Details of Incident / Close Call: 

Very recently, and in the past year or so, TimberWest reports experiencing a number of serious incidents and close calls in cable yarding operations where the primary cause has been that workers were not in a safe position / in the clear - around moving lines and logs / yarding turns.

For example:

• Chaser began to clear haulback without getting clear confirmation/direction from hooktender. Chaser put himself in the bight, and was struck in the right shoulder by the eye of the haulback.

• While setting chokers on a grapple yarder and fighting a hang-up, the hooktender instructed the grapple yarder operator to bring the grapple backwards with the log choked. The worker then told the operator to “Hold It”, after which the radio went silent. The hooktender was found on the ground, conscious but on all fours. He had a large laceration on the left side of his forehead and his left eye was swollen shut.
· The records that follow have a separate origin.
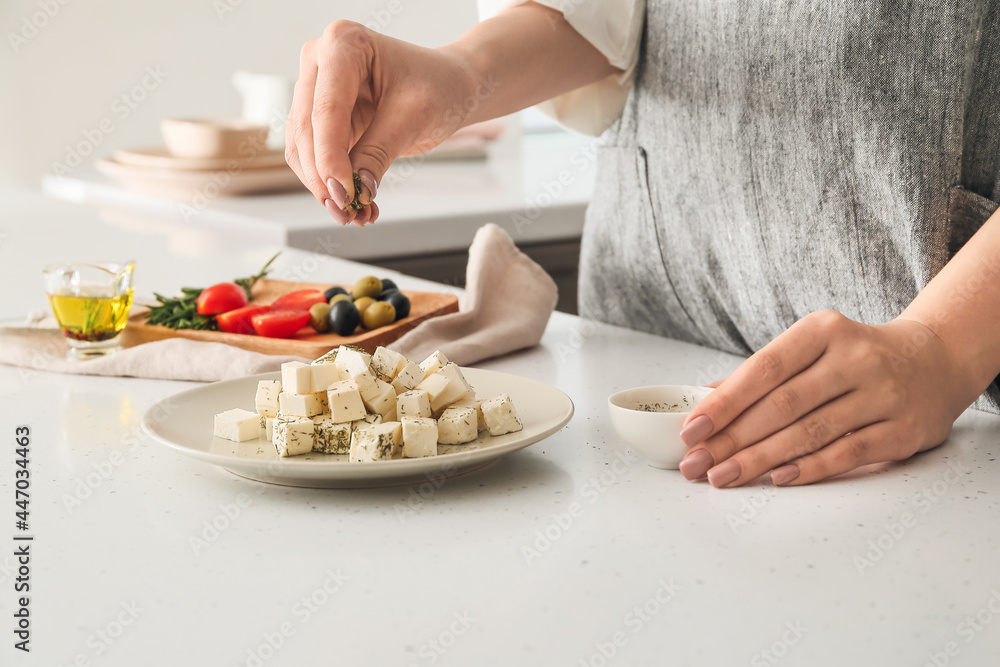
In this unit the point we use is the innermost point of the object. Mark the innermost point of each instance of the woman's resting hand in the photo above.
(825, 397)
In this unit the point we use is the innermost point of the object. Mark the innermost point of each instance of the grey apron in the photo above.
(778, 158)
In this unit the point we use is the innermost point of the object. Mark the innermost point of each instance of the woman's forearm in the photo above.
(526, 54)
(962, 306)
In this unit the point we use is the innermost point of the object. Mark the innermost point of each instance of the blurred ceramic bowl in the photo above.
(649, 420)
(226, 138)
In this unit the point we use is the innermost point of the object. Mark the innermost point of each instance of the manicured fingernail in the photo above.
(363, 215)
(368, 179)
(696, 464)
(697, 430)
(725, 473)
(784, 474)
(336, 213)
(337, 193)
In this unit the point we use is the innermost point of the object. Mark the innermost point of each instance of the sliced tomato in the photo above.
(221, 298)
(280, 323)
(238, 321)
(298, 300)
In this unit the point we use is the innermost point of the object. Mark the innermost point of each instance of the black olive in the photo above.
(330, 293)
(401, 303)
(344, 317)
(385, 294)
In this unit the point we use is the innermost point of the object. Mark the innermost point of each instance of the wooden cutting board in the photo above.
(307, 343)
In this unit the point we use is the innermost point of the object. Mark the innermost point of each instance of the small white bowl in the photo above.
(649, 420)
(226, 138)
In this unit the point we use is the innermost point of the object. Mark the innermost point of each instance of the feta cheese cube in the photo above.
(408, 377)
(446, 386)
(331, 437)
(266, 400)
(413, 403)
(322, 376)
(238, 425)
(378, 442)
(345, 402)
(346, 353)
(477, 404)
(433, 363)
(294, 436)
(384, 401)
(355, 369)
(387, 363)
(457, 426)
(328, 358)
(500, 415)
(296, 377)
(300, 405)
(368, 420)
(419, 437)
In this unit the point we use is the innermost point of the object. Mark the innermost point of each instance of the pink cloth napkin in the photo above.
(507, 304)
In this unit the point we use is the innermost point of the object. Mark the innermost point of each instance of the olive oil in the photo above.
(91, 315)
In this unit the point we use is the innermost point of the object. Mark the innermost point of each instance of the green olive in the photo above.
(363, 303)
(339, 297)
(378, 314)
(319, 317)
(368, 286)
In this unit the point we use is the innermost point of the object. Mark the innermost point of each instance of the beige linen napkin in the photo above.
(507, 303)
(42, 348)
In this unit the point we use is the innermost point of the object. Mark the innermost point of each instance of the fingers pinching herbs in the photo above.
(344, 56)
(298, 135)
(789, 354)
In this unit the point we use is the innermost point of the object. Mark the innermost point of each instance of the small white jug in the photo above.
(266, 101)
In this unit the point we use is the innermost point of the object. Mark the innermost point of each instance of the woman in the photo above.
(812, 184)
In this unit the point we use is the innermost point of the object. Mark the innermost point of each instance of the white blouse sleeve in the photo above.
(614, 27)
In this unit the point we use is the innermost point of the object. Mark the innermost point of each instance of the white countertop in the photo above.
(536, 186)
(491, 568)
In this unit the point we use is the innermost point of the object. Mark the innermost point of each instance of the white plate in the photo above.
(184, 422)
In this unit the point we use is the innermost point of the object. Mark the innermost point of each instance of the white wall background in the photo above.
(60, 80)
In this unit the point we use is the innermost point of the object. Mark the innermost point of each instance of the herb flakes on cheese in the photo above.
(500, 415)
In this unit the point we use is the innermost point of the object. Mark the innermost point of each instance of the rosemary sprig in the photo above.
(182, 312)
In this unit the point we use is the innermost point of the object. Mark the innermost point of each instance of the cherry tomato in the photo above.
(238, 321)
(221, 298)
(280, 323)
(298, 300)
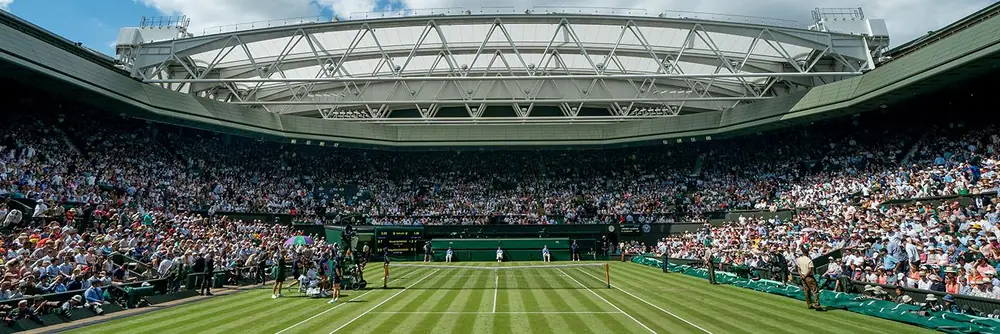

It wasn’t clear if the hooker was struck by the turn or something coming off the turn, but was likely too close either way.

• Hook tender set back choker on two logs. Rigging slinger set front choker on one log. Rigging slinger blew go ahead whistles (3 short). Engineer went ahead on turn and logs started to swing (upend). Rigging slinger blew one whistle (stop), but log struck both workers who were standing together.

Learnings and Suggestions: 

In all cases, it has been determined that the primary cause was that workers were not properly in the clear, as per their job safety procedures. Notable secondary causes in some cases were poor communication between various co-workers onsite.

Cardinal rule on all cable yarding sides is STAY OUT OF THE BIGHT. All ground workers must be safely in the clear BEFORE going ahead or back on any moving lines.